樅山 敦の歌謡曲が流れるBARBER

2枚目

ラッツ&スター
『Tシャツに口紅』

 1980年代は“バブル”期。ディスコでみんな踊って浮かれてたね、ブラックミュージックのビートで、いわゆる縦ハネでね。でもチークタイムは女の子と抱き合って踊るんだ。トロ〜リと甘いスウィートソウルでゆる〜く、いわゆる横ユレね。

 
 そんなスウィートソウルを歌謡風土に馴染ませ、独自の道を切り拓いたシャネルズが1980年2月にデビューした。オールディーズのコーラススウィートソウル、いわゆる“ドゥーワップ”をベースにしたオールドスタイルが新鮮でかっこよかった。なんたってコンセプトが明確でわかりやすかったしね。ところが82年に活動休止…ヤンチャしたかな? 心配しちゃったけど、翌年「ラッツ&スター」に改名して、サウンドスタイルの間口も甘さから甘酸っぱさに広げた楽曲『Tシャツに口紅』で活動再開だ。

 
 今聴いても名曲だよ。時間が過ぎて行く切なさ、ほろ苦さを丁寧に表現している平易で普遍的な歌詞と、オールドスタイルのアメリカンポップスをアジャストした曲はやっぱり松本 隆&大瀧詠一コンビの仕事だった。ふたりは名曲請負人だね。録音・保存・再生が当たり前になっている現代では想像もつかないと思うけど、ジュークボックスにコインを投じてたった一曲だけを選ぶ楽しみ、そんな一瞬のささやかな幸せを体験してきた先輩たちが作る音楽は、遠い海の向こうだった古き良きアメリカへの憧れを感じさせる。

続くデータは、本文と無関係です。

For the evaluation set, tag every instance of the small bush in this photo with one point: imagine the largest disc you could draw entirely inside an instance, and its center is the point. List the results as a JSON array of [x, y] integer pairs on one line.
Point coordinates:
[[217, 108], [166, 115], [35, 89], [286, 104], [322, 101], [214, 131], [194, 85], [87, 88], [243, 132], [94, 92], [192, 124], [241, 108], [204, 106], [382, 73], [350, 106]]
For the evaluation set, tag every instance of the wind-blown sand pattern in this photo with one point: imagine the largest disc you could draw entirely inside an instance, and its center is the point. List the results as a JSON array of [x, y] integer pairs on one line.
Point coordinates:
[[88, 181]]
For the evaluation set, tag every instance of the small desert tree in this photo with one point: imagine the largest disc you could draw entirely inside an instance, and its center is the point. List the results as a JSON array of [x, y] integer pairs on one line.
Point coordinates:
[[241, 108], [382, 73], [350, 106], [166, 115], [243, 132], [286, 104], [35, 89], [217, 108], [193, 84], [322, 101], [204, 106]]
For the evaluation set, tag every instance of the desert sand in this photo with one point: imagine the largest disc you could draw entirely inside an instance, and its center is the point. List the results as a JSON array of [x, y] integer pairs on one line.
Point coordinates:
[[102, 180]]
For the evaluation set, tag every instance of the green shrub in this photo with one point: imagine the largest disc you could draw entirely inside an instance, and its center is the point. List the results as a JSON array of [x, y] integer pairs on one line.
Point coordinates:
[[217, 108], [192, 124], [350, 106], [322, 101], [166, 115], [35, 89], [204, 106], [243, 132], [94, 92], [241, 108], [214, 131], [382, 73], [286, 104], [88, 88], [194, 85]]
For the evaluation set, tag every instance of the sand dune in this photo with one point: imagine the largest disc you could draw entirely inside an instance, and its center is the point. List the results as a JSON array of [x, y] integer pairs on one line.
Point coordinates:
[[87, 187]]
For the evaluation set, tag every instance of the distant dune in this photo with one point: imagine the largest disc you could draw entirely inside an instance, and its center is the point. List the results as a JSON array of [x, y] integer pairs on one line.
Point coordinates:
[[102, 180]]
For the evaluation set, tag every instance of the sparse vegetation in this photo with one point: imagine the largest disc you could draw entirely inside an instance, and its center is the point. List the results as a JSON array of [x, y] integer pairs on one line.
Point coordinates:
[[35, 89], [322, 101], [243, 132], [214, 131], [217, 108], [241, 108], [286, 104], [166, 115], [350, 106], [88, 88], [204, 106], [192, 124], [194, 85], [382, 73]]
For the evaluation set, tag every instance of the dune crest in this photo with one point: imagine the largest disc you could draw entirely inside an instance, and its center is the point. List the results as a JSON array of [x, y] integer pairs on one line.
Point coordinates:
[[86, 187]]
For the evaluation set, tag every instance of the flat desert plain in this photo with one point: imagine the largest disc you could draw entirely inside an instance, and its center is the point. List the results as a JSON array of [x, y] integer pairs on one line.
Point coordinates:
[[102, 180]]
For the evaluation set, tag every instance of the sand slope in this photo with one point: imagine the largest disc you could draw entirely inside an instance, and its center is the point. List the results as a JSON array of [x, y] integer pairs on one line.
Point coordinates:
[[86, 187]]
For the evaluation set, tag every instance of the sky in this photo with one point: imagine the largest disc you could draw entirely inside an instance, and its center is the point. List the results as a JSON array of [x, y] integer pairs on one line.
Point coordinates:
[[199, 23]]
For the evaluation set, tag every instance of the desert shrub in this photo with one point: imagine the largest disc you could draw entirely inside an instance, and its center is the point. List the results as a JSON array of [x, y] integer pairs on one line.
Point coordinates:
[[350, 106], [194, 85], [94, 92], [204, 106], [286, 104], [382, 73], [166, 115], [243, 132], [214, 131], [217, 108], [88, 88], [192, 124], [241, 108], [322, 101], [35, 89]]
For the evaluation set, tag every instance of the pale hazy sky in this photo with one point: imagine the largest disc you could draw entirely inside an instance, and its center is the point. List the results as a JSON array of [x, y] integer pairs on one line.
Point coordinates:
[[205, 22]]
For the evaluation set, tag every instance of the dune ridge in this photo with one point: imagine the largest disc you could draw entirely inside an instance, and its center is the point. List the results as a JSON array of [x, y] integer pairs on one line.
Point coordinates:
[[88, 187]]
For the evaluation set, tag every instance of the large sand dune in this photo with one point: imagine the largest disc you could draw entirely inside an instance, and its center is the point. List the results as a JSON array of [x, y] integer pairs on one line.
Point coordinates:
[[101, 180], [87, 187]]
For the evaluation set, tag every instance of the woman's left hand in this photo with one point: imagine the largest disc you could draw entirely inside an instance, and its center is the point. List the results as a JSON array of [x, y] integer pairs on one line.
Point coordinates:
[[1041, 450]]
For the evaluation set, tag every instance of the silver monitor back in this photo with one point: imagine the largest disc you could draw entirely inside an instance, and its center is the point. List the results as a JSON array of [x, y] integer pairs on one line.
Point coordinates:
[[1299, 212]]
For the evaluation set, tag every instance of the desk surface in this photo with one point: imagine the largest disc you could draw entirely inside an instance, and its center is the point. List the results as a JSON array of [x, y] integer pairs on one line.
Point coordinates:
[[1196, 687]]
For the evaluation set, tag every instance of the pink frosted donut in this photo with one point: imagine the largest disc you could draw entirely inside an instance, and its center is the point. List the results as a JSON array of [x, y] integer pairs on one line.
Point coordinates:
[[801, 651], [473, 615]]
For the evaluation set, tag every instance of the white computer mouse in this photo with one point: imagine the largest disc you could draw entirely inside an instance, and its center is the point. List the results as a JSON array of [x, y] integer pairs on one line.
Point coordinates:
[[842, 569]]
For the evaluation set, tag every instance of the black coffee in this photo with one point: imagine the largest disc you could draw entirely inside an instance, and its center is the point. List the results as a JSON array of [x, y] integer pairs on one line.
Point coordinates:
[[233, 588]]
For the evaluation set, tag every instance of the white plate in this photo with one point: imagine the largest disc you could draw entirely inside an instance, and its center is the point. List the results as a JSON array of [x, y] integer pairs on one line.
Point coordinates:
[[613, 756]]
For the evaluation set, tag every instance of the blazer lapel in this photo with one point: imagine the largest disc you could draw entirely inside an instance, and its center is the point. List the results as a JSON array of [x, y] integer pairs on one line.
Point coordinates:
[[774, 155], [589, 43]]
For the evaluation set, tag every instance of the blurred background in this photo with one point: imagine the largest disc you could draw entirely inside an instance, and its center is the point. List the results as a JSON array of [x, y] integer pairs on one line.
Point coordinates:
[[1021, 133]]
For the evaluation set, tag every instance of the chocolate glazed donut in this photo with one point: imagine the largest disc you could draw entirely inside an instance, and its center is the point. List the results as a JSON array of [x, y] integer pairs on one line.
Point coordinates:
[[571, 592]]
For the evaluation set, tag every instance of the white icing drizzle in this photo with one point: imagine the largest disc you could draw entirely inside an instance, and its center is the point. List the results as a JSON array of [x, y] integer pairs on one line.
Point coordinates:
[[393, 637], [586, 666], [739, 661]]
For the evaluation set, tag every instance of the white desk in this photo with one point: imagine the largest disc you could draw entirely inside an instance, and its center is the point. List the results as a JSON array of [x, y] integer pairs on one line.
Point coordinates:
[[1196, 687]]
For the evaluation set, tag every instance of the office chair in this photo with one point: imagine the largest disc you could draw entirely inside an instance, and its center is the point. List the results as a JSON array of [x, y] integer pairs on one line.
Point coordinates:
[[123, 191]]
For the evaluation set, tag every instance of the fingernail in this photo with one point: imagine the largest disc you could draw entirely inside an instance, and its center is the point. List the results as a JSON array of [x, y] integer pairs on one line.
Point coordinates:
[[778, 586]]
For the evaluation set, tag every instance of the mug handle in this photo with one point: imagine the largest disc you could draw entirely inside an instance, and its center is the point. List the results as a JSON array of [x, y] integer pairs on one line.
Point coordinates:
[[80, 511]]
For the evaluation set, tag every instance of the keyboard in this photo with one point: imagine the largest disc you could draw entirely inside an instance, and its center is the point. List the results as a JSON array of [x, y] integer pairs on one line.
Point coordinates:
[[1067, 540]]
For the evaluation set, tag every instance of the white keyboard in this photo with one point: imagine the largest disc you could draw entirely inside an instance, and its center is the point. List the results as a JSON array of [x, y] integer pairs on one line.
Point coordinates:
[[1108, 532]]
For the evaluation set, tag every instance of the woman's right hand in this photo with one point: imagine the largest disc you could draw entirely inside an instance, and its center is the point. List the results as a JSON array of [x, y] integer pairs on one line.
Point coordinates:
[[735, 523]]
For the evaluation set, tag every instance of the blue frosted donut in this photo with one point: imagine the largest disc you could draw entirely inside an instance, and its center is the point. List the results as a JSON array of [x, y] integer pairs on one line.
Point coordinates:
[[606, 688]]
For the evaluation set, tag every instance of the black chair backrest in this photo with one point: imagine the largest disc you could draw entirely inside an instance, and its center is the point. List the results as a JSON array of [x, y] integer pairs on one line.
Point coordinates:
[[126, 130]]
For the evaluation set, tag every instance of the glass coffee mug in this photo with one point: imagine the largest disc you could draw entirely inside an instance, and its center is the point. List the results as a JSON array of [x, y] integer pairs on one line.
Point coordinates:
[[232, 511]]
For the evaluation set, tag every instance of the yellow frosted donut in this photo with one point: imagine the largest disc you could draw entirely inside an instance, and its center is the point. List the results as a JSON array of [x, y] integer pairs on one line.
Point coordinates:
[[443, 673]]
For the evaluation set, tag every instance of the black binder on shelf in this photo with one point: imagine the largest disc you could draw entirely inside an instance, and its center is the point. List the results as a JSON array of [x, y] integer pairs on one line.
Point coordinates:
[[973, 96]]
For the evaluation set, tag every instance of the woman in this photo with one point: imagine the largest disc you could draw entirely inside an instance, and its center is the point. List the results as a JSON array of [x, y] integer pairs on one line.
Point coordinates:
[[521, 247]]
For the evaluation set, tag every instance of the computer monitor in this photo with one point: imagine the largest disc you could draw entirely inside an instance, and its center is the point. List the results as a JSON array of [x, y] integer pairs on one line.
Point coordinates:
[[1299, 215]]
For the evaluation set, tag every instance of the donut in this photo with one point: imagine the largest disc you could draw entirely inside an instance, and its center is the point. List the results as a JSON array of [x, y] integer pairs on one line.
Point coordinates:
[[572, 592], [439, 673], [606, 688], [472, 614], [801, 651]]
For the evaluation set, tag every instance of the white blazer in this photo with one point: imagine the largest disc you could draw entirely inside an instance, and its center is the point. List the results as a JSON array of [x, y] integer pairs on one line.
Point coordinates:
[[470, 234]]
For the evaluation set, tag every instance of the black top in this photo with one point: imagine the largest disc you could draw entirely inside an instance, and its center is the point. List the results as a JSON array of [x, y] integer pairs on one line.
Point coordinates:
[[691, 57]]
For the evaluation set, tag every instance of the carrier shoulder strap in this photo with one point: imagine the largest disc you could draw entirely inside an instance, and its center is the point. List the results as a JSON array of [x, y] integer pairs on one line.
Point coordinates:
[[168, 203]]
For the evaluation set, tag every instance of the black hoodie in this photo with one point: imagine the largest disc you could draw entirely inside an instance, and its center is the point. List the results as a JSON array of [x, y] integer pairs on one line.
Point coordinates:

僕も青春時代を思い出すなぁ、キュンとするし、そそられるね…。

 
 眩しすぎる大好きな女の子を誘い、海沿いのダイナーでダイキリをしこたま飲んで、いい感じになったところでマスターにスウィートソウルを掛けてもらってチークダンスに誘うんだ。だけど「イヤだ!」の一点張りで踊ってもらえなかった。家に帰ってベッドに入っても、踊ってないのになぜか興奮して眠れなかった思い出…。パーティの夜、チークタイムでグッと抱き寄せて、背中からお尻の柔らかいところへソフトタッチで何気なく手を回したら、おもいっきりビンタされた思い出…。耳元で「今夜のパーティで一番輝いてるよ」って言ったら喜んでいたのに、「女はわからないよなぁ」って考えたら眠れなかった思い出…。振り返ると、ダンスに楽しい記憶がないじゃないか…。

 
 気を取り直して、最後にこれを言いたい! この曲が収録されているラッツ&スターのファーストアルバムのジャケットは、なんとアンディ・ウォーホル様のアートワークなんだよ。オフィシャルでの海外提供は初のことらしい。彼らにとって最高の再スタートになったし、極上のプレゼントになったと思うよ。